Descelier's Map of the World 1546

The progressive widening of the boundaries and moving from speculation to knowledge is not unlike the much shorter progression of man’s forays into space. I wonder if a writer in the future might place hell on Venus, where the surface is hot enough to melt lead, volcanoes abound and the poisonous sky has clouds of sulphuric acid.

A Postcard from Venus
Clearly, these three don’t sum up or even define four hundred years of speculation about individual human destiny.
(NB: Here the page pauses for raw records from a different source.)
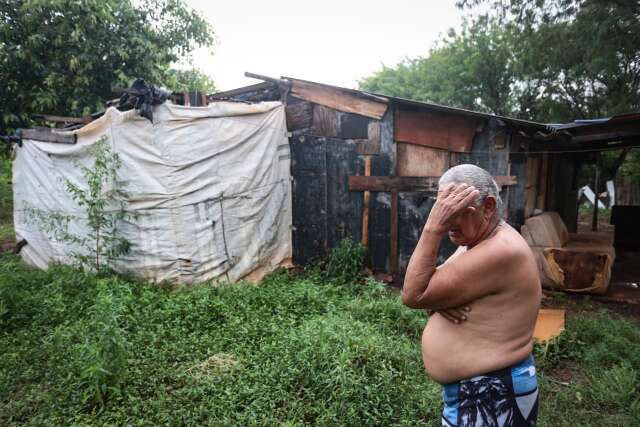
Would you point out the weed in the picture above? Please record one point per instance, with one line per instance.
(101, 200)
(344, 263)
(79, 349)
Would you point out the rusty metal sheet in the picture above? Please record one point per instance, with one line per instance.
(417, 160)
(437, 130)
(325, 121)
(337, 99)
(299, 115)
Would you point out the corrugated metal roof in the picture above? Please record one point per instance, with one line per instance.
(620, 118)
(519, 123)
(434, 107)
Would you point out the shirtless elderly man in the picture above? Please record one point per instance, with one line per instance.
(484, 299)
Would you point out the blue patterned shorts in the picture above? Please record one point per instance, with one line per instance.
(504, 398)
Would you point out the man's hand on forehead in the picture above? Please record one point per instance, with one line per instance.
(451, 200)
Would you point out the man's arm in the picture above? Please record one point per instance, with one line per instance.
(472, 275)
(422, 265)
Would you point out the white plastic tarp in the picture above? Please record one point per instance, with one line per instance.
(208, 190)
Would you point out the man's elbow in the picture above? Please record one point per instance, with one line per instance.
(413, 301)
(408, 300)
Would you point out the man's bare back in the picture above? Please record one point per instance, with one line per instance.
(486, 297)
(498, 330)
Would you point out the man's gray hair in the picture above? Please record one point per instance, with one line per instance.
(477, 177)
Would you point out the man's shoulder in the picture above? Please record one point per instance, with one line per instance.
(506, 246)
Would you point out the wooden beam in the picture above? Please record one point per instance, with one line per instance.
(63, 119)
(408, 183)
(47, 135)
(338, 99)
(393, 183)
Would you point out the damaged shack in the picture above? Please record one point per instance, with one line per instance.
(360, 166)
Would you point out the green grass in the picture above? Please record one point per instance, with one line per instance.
(294, 350)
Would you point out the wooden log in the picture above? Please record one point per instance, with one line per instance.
(47, 135)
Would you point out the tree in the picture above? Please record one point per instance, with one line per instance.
(63, 56)
(189, 81)
(584, 53)
(473, 68)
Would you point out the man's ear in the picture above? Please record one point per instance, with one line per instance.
(489, 207)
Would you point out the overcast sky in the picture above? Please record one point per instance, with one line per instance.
(329, 41)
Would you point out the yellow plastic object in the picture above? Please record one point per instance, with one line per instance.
(550, 324)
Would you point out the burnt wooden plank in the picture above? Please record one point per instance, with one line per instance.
(354, 126)
(325, 121)
(309, 198)
(344, 207)
(506, 180)
(365, 147)
(373, 132)
(437, 130)
(338, 99)
(299, 115)
(393, 183)
(47, 135)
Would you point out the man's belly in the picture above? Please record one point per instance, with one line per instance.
(452, 352)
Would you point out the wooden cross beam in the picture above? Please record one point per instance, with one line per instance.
(396, 185)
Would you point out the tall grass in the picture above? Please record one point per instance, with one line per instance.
(294, 350)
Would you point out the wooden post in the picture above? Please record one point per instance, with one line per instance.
(397, 184)
(394, 234)
(594, 219)
(365, 210)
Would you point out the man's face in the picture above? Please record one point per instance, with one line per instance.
(467, 225)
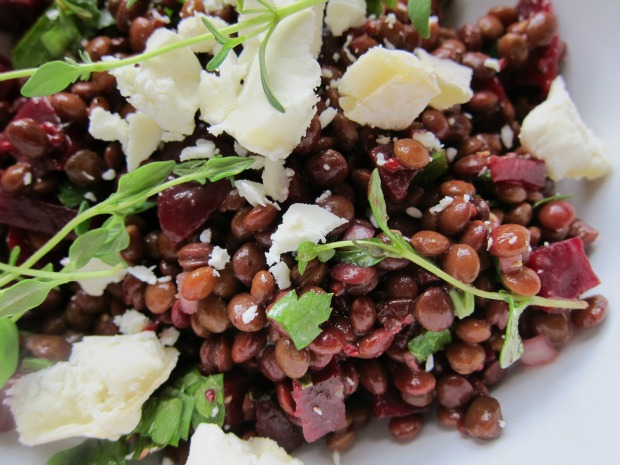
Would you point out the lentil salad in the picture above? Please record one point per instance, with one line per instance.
(384, 285)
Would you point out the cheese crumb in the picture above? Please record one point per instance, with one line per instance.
(554, 132)
(301, 222)
(98, 393)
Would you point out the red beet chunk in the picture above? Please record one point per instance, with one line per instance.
(183, 209)
(33, 214)
(391, 404)
(564, 269)
(320, 406)
(395, 178)
(271, 422)
(530, 174)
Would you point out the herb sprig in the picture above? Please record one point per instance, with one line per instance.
(367, 252)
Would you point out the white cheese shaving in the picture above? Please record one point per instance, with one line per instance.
(387, 89)
(98, 393)
(212, 446)
(341, 15)
(301, 222)
(282, 275)
(554, 132)
(131, 322)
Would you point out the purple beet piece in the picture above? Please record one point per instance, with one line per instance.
(530, 174)
(183, 209)
(395, 178)
(320, 405)
(236, 384)
(563, 269)
(391, 404)
(271, 422)
(33, 214)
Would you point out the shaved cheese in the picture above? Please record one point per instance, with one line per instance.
(454, 80)
(554, 132)
(301, 222)
(387, 89)
(98, 393)
(341, 15)
(293, 74)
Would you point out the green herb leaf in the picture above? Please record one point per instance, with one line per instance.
(51, 78)
(464, 302)
(92, 452)
(426, 344)
(264, 76)
(301, 317)
(420, 13)
(144, 178)
(9, 349)
(551, 199)
(513, 345)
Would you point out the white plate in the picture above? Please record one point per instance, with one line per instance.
(566, 413)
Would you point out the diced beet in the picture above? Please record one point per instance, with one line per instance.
(183, 209)
(395, 178)
(320, 406)
(33, 214)
(236, 384)
(564, 269)
(271, 422)
(530, 174)
(391, 404)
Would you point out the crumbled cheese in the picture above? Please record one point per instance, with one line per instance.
(98, 393)
(428, 140)
(554, 132)
(143, 273)
(193, 26)
(323, 196)
(387, 89)
(293, 75)
(202, 150)
(442, 205)
(276, 179)
(301, 222)
(341, 15)
(253, 192)
(327, 116)
(165, 87)
(205, 236)
(131, 322)
(282, 275)
(219, 258)
(96, 286)
(211, 446)
(109, 175)
(454, 80)
(249, 314)
(413, 212)
(507, 136)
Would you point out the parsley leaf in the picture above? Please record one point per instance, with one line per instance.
(301, 317)
(427, 343)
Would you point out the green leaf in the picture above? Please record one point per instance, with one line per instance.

The link below gives you a more rounded and respectful view of the artistic notions of the age, but notice that most (with the honourable exclusion of Giotto di Bondone) focus closely on the dammed and not on their surroundings.

Link Article

Frankly, none of them pays as much attention to the settings as I had hoped. But then, neither did Marco Polo. Rather, their interest is in the heaving, roiling cast of countless sinners and sufferers and their tribulations and tortures. But the distinction between the souls and the hell they inhabit has been crushed with all the certainty of a melon sinking into a black hole in space. In the end, ceasing to be perceived as individuals, they become an inextricable part of the scenery in much the same way as people do in any description of our inhabited landscape.